The Taliban are to be taken to the international court of justice for gender discrimination by Canada, Australia, Germany and the Netherlands in a groundbreaking move.
The move announced at the UN general assembly is the first time the ICJ, based in The Hague, has been used by one country to take another to court over gender discrimination.
The case is being brought under the convention on the elimination of all forms of discrimination against women, which was adopted by the general assembly in 1979 and brought into force in 1981.
Afghanistan, prior to the 2021 Taliban takeover of the country, ratified the convention in 2003.
In the first legal move of this type since the Taliban took over, it is expected that Afghanistan would have six months to provide a response before the ICJ would hold a hearing and probably propose provisional measures.
Advocates of the course argue that even if the Taliban refuse to acknowledge the court’s authority, an ICJ ruling would have a deterrent effect on other states seeking to normalise diplomatic relations with the Taliban. Signatories to the ICJ are expected to abide by its rulings.
There has been concern that the UN has held talks with the Taliban in which women’s issues have been excluded from the agenda in an attempt to persuade the Taliban to attend.
The initiative has the support of three female foreign ministers: Penny Wong from Australia, Annalena Baerbock from Germany, and Mélanie Joly from Canada. It is also being backed by the Dutch foreign minister, Caspar Veldkamp.
In the latest round of suppression in Afghanistan the Taliban have decreed that Afghan women are prohibited from speaking in public, prompting an online campaign in which Afghan women sing in protest.
At a UN side event this week the actor Meryl Streep said: “A female cat has more freedom than a woman. A cat may go sit on her front stoop and feel the sun on her face. She may chase a squirrel into the park. A squirrel has more rights than a girl in Afghanistan today because the public parks have been closed to women and girls by the Taliban. A bird may sing in Kabul, but a girl may not.”

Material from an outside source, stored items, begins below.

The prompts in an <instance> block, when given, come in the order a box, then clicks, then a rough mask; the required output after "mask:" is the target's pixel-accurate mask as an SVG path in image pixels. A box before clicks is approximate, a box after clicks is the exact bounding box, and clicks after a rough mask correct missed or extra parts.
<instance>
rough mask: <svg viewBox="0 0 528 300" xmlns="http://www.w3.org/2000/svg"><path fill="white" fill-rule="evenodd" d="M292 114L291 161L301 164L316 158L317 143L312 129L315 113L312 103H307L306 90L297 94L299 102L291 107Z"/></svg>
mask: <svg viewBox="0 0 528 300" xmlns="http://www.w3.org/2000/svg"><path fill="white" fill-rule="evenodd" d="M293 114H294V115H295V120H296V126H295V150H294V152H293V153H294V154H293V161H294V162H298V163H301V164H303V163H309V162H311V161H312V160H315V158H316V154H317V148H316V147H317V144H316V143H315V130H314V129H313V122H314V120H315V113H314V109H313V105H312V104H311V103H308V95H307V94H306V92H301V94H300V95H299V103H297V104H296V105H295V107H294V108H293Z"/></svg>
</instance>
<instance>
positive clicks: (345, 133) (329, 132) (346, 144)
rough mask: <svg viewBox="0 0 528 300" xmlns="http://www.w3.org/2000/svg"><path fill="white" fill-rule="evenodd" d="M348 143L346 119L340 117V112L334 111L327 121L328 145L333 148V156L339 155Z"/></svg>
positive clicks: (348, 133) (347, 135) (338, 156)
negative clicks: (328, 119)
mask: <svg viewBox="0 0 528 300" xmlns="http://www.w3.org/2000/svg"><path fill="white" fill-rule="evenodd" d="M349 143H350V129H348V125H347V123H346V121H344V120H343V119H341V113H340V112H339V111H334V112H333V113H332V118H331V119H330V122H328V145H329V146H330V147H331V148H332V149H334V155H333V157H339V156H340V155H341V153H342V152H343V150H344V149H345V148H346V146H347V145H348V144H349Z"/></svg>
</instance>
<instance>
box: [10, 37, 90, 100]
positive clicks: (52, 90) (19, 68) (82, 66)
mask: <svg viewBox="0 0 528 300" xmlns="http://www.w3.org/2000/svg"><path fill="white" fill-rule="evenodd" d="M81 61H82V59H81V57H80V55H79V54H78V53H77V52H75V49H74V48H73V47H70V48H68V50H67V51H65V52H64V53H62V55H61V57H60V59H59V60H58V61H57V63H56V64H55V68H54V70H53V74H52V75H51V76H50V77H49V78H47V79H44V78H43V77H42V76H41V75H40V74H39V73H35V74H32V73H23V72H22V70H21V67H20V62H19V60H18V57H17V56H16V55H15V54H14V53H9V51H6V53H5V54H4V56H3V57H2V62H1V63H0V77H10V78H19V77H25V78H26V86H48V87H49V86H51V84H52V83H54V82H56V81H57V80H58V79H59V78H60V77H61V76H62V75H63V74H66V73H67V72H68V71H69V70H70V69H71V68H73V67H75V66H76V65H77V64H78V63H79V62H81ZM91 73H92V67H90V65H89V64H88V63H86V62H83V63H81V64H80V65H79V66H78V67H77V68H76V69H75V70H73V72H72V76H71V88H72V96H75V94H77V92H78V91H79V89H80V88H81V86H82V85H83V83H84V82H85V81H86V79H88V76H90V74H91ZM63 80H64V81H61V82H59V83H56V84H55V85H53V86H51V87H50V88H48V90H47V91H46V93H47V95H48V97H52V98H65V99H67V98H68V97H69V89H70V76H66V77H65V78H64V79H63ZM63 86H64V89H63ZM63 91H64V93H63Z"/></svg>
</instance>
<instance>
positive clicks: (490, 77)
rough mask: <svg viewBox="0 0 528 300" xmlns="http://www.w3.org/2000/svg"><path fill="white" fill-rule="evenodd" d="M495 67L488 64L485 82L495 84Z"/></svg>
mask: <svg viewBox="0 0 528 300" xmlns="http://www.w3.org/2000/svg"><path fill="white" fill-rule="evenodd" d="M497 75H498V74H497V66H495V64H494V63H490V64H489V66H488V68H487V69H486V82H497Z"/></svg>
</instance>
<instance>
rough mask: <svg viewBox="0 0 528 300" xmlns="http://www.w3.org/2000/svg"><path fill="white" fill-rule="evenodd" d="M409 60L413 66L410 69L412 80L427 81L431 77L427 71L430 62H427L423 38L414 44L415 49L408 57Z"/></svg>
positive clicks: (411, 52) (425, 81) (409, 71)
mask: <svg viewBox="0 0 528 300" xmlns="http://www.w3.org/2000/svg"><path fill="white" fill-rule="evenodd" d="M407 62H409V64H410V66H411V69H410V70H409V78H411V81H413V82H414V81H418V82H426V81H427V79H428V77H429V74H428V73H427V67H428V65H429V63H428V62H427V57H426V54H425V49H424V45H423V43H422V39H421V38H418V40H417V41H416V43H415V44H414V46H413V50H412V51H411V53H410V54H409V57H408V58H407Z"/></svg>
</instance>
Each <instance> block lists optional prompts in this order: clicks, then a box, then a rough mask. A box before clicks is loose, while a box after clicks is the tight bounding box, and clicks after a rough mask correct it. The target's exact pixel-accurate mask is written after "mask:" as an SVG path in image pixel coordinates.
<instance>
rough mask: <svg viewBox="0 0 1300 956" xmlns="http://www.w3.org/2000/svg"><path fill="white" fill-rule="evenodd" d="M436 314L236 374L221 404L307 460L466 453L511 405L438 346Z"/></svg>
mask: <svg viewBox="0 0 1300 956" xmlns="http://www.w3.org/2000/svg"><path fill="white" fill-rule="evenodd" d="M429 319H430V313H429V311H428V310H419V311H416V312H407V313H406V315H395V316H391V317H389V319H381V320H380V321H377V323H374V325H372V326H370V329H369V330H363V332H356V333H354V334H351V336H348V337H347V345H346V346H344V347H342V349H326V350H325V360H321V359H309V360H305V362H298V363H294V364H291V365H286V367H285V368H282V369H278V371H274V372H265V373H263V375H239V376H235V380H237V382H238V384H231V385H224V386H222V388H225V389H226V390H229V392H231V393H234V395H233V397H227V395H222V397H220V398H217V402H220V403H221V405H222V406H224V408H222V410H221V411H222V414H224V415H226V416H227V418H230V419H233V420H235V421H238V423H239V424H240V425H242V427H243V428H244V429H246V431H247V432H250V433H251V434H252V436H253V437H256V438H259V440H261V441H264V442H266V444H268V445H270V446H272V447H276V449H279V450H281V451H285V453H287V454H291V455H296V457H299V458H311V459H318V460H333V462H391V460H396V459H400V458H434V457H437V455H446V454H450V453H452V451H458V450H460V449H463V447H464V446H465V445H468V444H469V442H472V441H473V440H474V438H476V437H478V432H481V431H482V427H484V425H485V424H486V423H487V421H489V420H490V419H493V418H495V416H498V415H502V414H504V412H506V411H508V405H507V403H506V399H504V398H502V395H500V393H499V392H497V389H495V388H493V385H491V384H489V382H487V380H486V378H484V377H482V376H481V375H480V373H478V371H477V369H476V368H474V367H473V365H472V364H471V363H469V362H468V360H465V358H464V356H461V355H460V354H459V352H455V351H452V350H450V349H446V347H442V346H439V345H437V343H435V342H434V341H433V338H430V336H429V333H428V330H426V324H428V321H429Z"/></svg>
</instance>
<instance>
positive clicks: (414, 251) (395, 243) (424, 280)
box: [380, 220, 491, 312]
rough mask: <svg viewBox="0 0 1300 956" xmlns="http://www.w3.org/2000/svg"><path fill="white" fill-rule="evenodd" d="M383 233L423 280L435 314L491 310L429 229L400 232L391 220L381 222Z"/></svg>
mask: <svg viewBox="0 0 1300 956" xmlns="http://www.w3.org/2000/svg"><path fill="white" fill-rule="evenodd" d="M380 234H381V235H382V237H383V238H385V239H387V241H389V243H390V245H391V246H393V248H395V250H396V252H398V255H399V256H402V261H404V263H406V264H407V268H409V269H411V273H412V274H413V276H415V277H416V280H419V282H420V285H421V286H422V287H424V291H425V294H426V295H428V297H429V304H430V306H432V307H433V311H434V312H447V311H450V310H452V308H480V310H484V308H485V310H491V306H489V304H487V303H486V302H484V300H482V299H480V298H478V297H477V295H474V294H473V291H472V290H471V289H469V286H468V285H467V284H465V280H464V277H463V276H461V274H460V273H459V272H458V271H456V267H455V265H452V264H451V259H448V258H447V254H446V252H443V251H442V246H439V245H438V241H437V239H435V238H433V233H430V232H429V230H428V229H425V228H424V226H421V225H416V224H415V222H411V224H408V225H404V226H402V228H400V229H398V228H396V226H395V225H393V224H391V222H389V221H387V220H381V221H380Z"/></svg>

The countries involved in the litigation say they are willing to negotiate with the Taliban in good faith to end gender discrimination, but will, if the necessary stages prove fruitless, seek a hearing at the ICJ.
Last month, the Taliban published a new set of vice and virtue laws that said women must not leave the house without being fully covered and could not sing or raise their voices in public.
Streep spoke alongside Afghan activists and human rights defenders, who called on the UN to act to protect and restore the rights of women and girls in Afghanistan
Asila Wardak, a leader of the Women’s Forum on Afghanistan, said that the system of what has been described as gender apartheid being imposed on women and girls in Afghanistan, was not just an Afghan issue, but part of the “global fight against extremism”.
Akila Radhakrishnan, strategic legal advisor on gender justice at the Atlantic Council thinktank, said: “This case, by centering violations of women’s rights not only has the potential to deliver much needed justice to the women and girls of Afghanistan, but also forge new precedents for gender justice.”